I turn 50 next April, so I'm probably thinking more about getting older than I usually do. Now, perhaps it's because I've got my health—did I mention I won my tennis league this year?—but most of my reflections on aging are genuinely happy ones. Just the other night, drinking a glass of scotch on the redeye home from Phoenix, I jotted these down—and present them in the order they came to me.
- Awkward conversations are only awkward. My teenage daughter is mortified after one. I tell her that when she's old like me she'll have had so many awkward conversations that she'll come not to take them personally, or panicky: Yes, this conversation is awkward. No, I don't know how long this is going to last, but I know I can do this for at least an hour before I pass out. No, I'm not sure whether I'll be able to smooth it out, or whether I'll have to excuse myself and climb out the bathroom window. In any case, I will survive.
- From root canals to fuckhead bosses, you've had enough bad stuff happen to you that in almost any situation, you can say with conviction earned from experience, "It could be so much worse."

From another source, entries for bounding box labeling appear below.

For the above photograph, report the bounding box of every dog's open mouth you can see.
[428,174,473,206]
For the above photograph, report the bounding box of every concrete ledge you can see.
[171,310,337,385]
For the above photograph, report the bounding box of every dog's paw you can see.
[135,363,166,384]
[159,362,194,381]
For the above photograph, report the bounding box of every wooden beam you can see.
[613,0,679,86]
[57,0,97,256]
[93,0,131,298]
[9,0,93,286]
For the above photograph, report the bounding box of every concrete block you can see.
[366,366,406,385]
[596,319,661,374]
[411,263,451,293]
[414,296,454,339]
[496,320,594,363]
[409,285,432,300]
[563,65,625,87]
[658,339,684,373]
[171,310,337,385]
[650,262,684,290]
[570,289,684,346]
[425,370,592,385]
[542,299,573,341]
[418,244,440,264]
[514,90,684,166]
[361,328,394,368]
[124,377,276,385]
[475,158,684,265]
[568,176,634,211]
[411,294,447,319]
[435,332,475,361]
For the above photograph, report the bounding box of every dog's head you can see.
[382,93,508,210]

- You no longer have to stew that you'll develop into an alcoholic when you're older. You either have, by now, or you haven't. Depending on whatever an "alcoholic" is, anyway.
- You know how to recognize and actually enjoy the whole spectrum of humanity: loathsome, tolerable, agreeable and gorgeous.
- You know an affordable hotel in New York and an expensive steakhouse in Phoenix. #janehotel #durant's
- You don't waste money you don't have on fancy sunglasses.
- You have a fucking story for everything.
- You know how to act at funerals. (Remember how bad that was when you were young and before you had mourned anyone yourself?)
- Everyone you know is old too, so no goddamn conversations about the meaning of life and very few about the environment either.
At that point, I closed my notebook, put my tray table into the upright and locked position and drifted off to sleep for the duration of the flight.
I consider this list a thought starter—for me, and for you—to celebrate ways in which the lives of older people are more comfortable, meaningful, sane, serene and pleasurable than those of the frenzied young.
Please use the comments section to register your own.
(ADDED LATER):
10. Nicknames. When you're 29 and you call someone named Ryan "Rye," someone will tell you quietly, "He doesn't go by 'Rye,' and you'll stop calling him that." When you're fifty and someone tells you Ryan doesn't go by "Rye," you'll say, "Well, that's what I call him," and you'll go on without another thought. (And Ryan will cheerfully agree, "Yep, Dave calls me Rye. He's the only one!")
Jeff Herrington says
Passing gas seems less disgusting than when you were young. In public, most of the people around you are doing it involuntarily as well.
Inside one’s home, it settles into the list of other personal noises one makes, like sneezing, coughing and clearing one’s throat. Something that is really only irritating if done frequently or repeatedly.
Not that I would know any of this, of course. It’s what I’ve been told. By people who are old.